Phyllis sighed and turned reluctantly from the window.
"Poor old kittens, didn't his Aunt Jan love him? Well, it was too bad! Come to his own mistress." She picked up the cat and held him in her arms. Galahad purred contentedly and rubbed his silky ear against her soft cheek.
Unconsciously Phyllis returned to the window. There was a light in the window of the house across the yard. It was the same window where only a few days ago the caretaker had fitted the wire screen with so much care. To-night the shade was down, but a shadow passed and repassed, looming large and mysterious behind it.
"What under the sun is he doing in that room?" Phyllis pondered, encouraging the mysterious reasons that fitted through her head and enlarging upon them.
A prodigious sigh from Janet interrupted the most thrilling story of all, and she gave up and returned to her place on the sofa.

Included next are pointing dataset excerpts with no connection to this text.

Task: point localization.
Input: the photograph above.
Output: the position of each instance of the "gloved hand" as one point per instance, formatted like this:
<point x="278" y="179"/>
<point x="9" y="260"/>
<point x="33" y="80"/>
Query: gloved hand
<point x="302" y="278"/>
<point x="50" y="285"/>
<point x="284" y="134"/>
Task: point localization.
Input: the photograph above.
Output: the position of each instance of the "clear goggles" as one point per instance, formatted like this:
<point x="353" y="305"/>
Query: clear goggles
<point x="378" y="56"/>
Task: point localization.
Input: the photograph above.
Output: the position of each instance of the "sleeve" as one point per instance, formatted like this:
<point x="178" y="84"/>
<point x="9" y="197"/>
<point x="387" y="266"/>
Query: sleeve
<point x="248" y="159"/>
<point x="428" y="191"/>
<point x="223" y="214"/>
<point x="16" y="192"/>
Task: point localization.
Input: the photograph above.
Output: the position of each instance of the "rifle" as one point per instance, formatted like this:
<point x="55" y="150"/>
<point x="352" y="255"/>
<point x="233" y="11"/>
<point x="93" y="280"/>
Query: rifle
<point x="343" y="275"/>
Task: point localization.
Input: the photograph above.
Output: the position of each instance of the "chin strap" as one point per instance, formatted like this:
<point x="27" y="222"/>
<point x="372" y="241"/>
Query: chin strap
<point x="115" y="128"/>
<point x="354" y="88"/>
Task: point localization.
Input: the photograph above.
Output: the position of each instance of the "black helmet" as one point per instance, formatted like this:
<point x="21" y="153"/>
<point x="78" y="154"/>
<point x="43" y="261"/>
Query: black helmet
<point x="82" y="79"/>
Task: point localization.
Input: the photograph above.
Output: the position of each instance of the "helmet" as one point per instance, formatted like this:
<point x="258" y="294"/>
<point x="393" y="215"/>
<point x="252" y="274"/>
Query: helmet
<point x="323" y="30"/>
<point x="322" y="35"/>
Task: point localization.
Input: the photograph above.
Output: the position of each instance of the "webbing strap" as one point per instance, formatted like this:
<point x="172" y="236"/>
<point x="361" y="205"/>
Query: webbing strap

"Do you realize that just forty-eight hours ago we were having the time of our lives?" Janet demanded.
"It seems years ago to me," Phyllis replied. "What fun it was! I don't think I ever had a better time at any party I ever went to."
"Well, I never went to any other party,"—Janet laughed—"unless you'd call the church fair at Old Chester a party, and I don't. I call it a nightmare." She made a wry face as memories assailed her.
"How about the tea party we gave at grandmother's?" Phyllis inquired. "We had fun at that, wearing each other's dresses, do you remember?"
"Of course, but I wouldn't call it a party,"—Janet frowned, trying to think of a better word. "I think it was an experience," she said at last.